Sub-domain or Sub-directory?
You’ve got a lot of content. Your site is as wide as it is deep. Do you do sub-domains or stay with the traditional sub-directory structure? Conventional wisdom in SEO circles for some time has been to go with sub-domains if you have enough content to justify them. If you don’t, stay with sub-directories.
I don’t recall seeing any official search engine comments on the issue, at least not until a post last night by Adam Lasnik in the Google Webmaster Help discussion group. Says Adam:
I’d recommend thinking of subdomains more as separate islands; let’s just say that if there’s just one page (rather than a set of pages with good content) at location.example.com, that’s not gonna look too great.
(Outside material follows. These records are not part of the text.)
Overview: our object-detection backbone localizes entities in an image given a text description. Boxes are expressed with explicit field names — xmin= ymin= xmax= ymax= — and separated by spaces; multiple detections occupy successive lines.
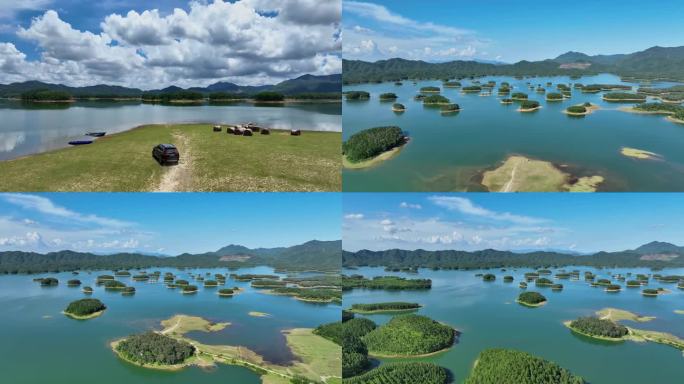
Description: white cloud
xmin=428 ymin=196 xmax=546 ymax=225
xmin=400 ymin=202 xmax=422 ymax=209
xmin=0 ymin=0 xmax=52 ymax=19
xmin=344 ymin=213 xmax=364 ymax=220
xmin=2 ymin=0 xmax=340 ymax=89
xmin=1 ymin=194 xmax=132 ymax=228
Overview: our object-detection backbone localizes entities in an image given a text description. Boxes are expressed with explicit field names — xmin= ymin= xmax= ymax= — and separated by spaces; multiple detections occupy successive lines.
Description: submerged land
xmin=0 ymin=124 xmax=340 ymax=192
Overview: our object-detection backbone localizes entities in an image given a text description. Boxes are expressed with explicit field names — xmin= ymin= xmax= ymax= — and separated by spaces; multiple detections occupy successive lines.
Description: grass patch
xmin=0 ymin=124 xmax=340 ymax=191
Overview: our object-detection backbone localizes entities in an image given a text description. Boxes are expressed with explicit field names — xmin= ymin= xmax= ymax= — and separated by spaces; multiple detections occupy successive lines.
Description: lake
xmin=343 ymin=266 xmax=684 ymax=383
xmin=0 ymin=266 xmax=340 ymax=383
xmin=342 ymin=74 xmax=684 ymax=191
xmin=0 ymin=101 xmax=341 ymax=161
Note, however, that many sites rank well on both sides of the fence… those using primarily subdomains and those using primarily folders. For those Webmasters who already have a successful implemention using one or the other, I’d be loathe to change it. For those folks starting out / doing a major rewrite, I’d probably lean towards the folders unless the volume of quality content per section is substantive.
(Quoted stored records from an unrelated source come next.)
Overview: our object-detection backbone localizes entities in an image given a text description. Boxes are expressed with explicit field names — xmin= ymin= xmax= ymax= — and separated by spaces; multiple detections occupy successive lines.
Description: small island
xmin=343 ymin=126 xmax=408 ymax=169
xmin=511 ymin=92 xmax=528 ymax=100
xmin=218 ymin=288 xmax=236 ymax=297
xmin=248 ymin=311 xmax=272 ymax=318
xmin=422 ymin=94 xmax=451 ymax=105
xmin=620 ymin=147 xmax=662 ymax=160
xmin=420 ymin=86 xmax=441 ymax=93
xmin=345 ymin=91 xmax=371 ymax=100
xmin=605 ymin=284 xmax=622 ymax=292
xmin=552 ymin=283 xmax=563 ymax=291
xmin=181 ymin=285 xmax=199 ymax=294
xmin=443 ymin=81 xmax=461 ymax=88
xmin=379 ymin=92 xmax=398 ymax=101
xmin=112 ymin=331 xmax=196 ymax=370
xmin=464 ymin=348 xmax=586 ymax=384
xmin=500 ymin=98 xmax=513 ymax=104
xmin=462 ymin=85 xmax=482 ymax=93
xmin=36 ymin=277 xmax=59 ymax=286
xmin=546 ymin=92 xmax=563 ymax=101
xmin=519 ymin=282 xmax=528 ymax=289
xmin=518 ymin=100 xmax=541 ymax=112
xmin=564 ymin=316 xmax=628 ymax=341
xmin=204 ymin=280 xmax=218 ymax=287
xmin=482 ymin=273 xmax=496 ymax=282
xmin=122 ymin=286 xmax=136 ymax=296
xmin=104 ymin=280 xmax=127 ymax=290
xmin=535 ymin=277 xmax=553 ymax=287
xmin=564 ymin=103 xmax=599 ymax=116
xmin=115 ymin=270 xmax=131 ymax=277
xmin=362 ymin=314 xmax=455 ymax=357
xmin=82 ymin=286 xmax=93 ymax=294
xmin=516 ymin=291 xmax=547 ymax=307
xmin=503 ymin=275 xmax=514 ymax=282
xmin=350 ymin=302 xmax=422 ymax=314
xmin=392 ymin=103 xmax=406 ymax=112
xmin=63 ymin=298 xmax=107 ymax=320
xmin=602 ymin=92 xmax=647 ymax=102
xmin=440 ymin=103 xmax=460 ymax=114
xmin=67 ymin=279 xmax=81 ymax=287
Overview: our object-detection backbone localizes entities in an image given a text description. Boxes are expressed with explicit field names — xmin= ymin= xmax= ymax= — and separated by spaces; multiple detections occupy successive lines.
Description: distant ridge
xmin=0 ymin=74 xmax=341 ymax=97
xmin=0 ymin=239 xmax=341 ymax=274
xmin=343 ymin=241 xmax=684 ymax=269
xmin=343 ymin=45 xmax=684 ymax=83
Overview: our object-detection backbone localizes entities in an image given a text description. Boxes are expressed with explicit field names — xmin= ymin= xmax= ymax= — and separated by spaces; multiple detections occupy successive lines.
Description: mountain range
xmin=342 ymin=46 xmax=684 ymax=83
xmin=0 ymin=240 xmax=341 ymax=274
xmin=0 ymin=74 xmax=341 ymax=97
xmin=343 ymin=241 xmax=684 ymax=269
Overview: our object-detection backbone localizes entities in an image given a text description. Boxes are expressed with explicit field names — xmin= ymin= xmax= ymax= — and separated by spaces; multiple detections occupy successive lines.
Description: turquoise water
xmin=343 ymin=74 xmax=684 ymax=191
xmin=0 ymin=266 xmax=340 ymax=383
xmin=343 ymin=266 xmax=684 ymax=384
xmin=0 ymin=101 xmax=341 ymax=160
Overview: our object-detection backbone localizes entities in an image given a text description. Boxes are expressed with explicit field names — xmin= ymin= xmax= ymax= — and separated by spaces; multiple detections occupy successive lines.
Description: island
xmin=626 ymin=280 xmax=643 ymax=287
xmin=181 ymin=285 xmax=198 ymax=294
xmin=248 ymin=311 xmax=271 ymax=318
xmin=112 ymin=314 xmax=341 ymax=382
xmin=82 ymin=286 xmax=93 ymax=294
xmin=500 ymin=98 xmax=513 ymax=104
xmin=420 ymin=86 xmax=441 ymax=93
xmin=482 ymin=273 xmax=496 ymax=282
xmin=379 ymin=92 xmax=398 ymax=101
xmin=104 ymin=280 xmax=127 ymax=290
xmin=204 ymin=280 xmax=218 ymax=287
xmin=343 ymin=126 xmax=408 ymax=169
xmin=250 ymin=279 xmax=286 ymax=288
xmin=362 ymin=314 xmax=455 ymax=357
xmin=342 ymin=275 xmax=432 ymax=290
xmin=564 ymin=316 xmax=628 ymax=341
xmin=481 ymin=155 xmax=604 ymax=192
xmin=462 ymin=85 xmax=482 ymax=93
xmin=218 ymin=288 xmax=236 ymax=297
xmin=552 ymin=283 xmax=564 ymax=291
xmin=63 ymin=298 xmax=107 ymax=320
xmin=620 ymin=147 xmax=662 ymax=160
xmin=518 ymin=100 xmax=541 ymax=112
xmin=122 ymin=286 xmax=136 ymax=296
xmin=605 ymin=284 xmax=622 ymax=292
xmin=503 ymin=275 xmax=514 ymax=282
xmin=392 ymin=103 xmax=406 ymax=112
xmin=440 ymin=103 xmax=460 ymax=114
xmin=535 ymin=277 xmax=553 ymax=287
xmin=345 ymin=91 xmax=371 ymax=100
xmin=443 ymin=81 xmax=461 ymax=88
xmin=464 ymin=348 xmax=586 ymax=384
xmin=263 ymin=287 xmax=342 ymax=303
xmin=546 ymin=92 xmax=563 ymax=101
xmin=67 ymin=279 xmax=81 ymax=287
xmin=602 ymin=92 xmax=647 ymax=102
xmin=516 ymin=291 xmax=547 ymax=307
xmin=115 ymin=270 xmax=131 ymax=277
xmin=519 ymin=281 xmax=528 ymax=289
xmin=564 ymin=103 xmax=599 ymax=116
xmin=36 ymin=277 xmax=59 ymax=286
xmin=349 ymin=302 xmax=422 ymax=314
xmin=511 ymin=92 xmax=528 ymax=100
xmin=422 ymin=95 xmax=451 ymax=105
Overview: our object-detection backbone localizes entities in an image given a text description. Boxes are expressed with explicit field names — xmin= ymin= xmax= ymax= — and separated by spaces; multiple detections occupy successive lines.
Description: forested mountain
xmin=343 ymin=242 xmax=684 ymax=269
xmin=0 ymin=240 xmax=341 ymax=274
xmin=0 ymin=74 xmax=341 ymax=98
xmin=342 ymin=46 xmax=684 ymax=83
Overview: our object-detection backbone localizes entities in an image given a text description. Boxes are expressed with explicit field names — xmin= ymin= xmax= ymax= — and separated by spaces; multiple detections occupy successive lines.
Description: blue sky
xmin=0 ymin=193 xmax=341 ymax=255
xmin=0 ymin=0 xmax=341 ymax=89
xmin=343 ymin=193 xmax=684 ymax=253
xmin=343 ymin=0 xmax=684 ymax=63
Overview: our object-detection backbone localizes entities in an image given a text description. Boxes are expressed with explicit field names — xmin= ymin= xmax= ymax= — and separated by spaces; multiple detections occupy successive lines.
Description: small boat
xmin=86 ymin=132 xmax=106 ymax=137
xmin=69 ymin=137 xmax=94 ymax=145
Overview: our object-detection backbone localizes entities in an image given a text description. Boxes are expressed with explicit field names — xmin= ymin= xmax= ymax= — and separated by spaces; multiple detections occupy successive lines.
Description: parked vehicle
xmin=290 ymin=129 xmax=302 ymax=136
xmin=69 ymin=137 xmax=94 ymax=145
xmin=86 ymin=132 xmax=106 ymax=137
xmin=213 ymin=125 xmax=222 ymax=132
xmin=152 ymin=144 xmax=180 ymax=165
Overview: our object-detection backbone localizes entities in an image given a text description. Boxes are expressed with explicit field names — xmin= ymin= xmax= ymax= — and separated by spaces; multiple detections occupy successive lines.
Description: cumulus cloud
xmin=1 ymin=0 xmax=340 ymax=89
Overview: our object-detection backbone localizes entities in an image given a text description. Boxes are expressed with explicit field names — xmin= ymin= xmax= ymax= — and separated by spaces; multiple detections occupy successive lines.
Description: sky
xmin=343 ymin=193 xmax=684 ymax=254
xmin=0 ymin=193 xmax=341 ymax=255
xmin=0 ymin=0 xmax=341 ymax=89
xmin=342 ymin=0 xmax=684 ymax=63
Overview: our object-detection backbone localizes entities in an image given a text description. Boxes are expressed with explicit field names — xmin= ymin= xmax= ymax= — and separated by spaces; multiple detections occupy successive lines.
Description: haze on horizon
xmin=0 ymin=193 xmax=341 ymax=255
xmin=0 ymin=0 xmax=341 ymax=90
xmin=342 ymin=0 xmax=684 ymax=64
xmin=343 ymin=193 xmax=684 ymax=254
So that pretty well confirms the conventional wisdom. I had a client last year where the debate was “sub-domain or brand new domain?” My suggestion was new domain, but in this client’s situation, it was pretty much a 50-50 split either way.
[tags]seo, subdomains, web sites, web site architecture[/tags]
We had the same discussion about 6 months ago and went with the subdomain approach. Was it the correct one? For our particular situation, yes.